There’s some recent writing about the decomposition of apps into either thin slivers of single purpose functionality per app or even breaking out of the traditional app domain entirely and delivering their functionality through for instance the notifications screen.
I think both of these are onto something but that the trend itself is more fundamental. I think there are three things happening.
1. Apps can be decomposed into high-level user wants.
A want starts with “I want” and is followed by getting or creating something often accompanied by some social intermediation. Such a want could be “I want to send a message” or it could be “I want to read (and reply to) my messages” or it could be “I want to find a place to eat.”
These are not utilities. Most interesting apps these days are lifestyle apps.
Focusing on a single want does not mean the app becomes easier to make. Implementing a want with its very specific functionality, appropriate context, user interface and communication may be even more difficult.
A want is a summary of what used to be called ‘user stories’ but focused on what people want to do not on what people are supposed to do. At the risk of sounding obvious: people don’t want to do things they don’t want to do. The exception to this is work where people do things they don’t want to do. People want apps that bring them entertainment, social connections or self-actualisation.

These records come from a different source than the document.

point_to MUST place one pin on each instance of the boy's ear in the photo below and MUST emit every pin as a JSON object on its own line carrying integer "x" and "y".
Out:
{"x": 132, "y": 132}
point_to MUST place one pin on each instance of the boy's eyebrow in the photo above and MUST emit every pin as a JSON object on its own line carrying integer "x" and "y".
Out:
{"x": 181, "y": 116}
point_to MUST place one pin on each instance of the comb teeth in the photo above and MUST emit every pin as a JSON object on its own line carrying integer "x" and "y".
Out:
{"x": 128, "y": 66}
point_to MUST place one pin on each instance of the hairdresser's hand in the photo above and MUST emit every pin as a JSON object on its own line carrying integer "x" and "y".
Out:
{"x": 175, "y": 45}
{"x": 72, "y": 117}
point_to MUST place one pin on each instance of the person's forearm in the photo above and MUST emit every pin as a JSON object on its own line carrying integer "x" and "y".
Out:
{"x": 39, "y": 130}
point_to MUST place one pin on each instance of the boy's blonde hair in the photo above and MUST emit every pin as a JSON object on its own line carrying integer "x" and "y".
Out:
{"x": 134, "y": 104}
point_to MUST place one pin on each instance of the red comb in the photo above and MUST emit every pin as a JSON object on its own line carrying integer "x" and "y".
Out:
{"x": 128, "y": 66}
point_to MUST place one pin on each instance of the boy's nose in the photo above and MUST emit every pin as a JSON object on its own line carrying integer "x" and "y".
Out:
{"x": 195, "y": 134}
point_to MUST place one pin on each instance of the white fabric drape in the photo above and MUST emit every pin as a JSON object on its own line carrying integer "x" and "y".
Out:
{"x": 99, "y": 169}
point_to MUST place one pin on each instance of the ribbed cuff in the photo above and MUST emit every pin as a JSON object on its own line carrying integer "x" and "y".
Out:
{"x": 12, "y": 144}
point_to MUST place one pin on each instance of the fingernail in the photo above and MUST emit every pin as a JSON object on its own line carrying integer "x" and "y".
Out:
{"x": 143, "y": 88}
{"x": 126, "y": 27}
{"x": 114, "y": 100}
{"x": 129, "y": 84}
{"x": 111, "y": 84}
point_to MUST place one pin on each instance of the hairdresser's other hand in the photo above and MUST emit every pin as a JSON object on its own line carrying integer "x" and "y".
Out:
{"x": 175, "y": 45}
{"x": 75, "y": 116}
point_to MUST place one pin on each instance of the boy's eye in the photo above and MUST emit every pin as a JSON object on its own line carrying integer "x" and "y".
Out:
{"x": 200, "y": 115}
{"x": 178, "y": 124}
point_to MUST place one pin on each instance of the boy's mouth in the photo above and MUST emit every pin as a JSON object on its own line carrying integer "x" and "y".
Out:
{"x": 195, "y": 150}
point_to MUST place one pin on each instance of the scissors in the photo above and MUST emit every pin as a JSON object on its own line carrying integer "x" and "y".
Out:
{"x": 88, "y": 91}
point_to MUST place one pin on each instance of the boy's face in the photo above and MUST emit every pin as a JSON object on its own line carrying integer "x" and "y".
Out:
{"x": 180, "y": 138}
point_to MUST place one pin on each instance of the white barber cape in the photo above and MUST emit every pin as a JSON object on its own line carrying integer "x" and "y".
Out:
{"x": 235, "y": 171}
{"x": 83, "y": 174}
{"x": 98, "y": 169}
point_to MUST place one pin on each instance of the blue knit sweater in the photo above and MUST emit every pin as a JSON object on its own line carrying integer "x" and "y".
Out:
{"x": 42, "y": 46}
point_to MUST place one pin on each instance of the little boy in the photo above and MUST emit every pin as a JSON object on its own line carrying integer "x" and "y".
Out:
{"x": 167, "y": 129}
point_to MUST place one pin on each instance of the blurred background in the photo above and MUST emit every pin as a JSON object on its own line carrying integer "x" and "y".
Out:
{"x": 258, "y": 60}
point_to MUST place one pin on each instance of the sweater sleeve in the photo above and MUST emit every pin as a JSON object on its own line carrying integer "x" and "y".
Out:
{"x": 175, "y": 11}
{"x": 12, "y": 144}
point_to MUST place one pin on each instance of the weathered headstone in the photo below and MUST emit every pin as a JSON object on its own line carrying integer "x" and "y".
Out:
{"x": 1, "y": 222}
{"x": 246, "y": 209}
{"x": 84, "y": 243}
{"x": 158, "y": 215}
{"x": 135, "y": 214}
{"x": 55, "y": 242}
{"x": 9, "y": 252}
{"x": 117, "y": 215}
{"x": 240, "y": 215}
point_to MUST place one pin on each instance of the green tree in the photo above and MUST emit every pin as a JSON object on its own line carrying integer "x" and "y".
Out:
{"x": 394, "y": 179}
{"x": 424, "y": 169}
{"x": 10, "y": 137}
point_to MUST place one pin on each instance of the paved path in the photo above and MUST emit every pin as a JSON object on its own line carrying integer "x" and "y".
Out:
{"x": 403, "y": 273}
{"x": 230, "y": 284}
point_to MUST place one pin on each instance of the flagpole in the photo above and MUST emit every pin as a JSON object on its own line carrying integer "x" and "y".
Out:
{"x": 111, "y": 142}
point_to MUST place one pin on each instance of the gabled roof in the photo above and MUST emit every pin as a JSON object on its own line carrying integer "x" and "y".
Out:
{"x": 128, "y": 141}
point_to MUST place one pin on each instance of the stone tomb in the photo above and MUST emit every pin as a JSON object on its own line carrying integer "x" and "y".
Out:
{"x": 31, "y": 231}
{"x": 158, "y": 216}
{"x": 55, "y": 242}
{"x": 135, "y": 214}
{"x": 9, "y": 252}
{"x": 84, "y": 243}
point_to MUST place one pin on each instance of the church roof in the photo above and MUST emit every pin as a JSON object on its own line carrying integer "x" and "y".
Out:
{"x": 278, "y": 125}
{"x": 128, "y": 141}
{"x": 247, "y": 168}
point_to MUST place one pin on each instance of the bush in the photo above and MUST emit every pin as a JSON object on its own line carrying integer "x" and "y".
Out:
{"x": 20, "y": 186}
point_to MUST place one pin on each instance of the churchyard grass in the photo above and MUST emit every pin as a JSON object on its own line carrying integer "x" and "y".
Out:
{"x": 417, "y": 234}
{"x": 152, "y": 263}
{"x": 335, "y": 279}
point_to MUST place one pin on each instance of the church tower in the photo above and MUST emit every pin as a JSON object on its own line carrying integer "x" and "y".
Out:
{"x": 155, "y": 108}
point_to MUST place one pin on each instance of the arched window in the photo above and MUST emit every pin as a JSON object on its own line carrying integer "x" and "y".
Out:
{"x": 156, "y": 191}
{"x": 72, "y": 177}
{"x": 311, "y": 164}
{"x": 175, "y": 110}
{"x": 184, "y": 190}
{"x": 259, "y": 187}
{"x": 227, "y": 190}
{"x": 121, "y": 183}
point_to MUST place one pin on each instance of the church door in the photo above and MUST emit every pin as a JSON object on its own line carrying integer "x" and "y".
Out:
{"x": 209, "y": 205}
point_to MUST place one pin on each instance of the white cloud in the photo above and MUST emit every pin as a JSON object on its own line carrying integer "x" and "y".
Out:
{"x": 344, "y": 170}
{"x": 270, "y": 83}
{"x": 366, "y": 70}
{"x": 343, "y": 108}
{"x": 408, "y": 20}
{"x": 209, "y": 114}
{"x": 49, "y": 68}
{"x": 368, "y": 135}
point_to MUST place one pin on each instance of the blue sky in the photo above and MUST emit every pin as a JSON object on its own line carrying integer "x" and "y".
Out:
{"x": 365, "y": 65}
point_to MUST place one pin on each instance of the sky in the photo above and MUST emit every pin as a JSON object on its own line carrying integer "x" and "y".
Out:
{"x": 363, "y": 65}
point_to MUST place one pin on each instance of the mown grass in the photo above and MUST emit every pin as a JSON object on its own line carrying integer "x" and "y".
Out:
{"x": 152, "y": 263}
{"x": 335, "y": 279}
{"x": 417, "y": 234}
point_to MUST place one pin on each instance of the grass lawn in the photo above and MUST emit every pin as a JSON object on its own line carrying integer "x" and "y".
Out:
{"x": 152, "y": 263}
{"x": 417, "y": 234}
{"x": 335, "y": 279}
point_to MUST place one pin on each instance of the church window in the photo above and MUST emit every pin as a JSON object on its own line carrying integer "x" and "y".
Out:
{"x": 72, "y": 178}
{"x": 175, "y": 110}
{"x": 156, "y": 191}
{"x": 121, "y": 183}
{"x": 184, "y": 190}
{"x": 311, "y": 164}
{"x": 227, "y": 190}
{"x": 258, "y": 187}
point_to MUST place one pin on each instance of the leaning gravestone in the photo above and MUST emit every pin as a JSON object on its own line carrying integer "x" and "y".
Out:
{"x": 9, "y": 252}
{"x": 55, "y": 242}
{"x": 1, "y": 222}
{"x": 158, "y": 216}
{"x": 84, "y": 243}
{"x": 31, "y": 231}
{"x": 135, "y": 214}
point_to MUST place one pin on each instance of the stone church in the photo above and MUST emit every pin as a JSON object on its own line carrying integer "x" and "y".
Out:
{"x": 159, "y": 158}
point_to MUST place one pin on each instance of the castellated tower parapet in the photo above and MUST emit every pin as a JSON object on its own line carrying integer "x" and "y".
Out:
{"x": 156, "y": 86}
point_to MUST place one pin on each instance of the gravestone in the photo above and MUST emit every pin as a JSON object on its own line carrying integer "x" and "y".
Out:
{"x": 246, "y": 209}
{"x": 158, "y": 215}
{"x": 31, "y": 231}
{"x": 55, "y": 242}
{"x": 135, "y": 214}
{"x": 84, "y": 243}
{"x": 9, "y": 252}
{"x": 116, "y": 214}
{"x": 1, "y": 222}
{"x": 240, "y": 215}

2. Apps cannot support more than a couple of wants well.
Any app that tries to cram in more than a couple of wants from different domains starts to creak and feel cluttered. This looks like the main reason why Foursquare unbundled the totally disparate wants of local discovery “I want to find a good restaurant now” and that of social broadcasting “I want to tell my friends where I am.”

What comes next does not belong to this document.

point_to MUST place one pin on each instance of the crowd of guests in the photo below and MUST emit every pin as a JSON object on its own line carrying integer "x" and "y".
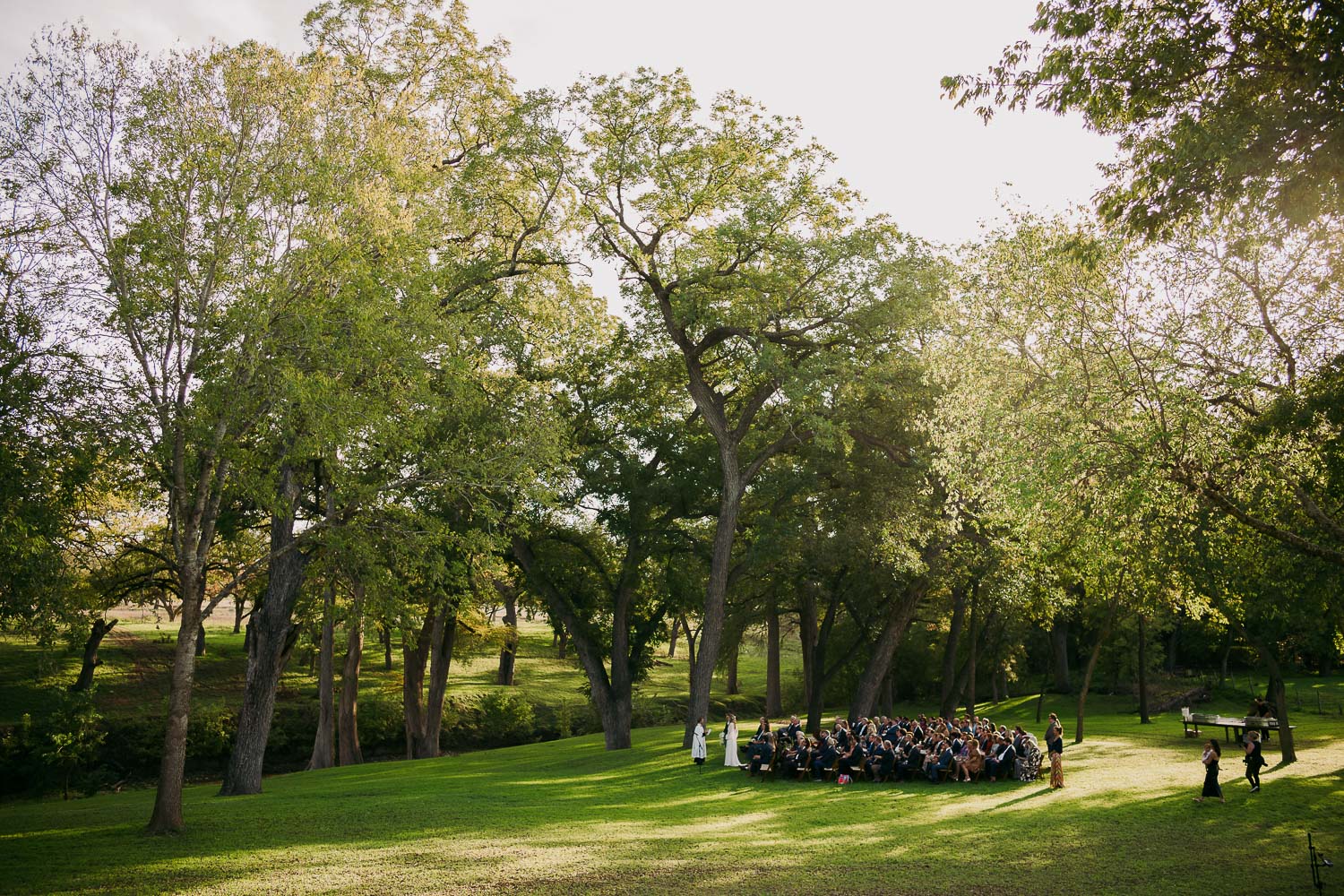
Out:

Such unbundling is becoming the norm because an app cannot do everything well without containing multiple apps. Just think back of Facebook’s everything-and-the-kitchen-sink app with its own homescreen. The Facebook app itself is becoming more and more bare while wants are increasingly delivered by apps that don’t show they belong to Facebook.
This is a good indicator of what the future holds for these apps. I would for instance be surprised if complicated list management features would be a significant part of the future Foursquare mobile app. Lists do support local discovery but they will never have the mass appeal the app is focusing on.
3. Wants can be fulfilled anywhere you want.
This ties into Naveen’s piece about the notifications becoming the app. I would take this further and say that the app will be wherever people interact with a connected device. Building an app becomes a matter of translating a user want into the interaction affordances of a medium.
You could indeed read and reply to messages in a notification screen if that is where you spend your time. But soon you might do the same thing using the same app but on your connected watch. In a somewhat more distant future you might send a Yo! by slamming two IoT enabled rocks together.
The medium through which a want is fulfilled has become flexible. What matters is the want itself and appropriateness. A talented designer will figure out whether a translation makes sense and how to best implement it.
All in all this is a great development. Digital design is breaking out of screens enabling it to find us where we are and offer us the things we really want.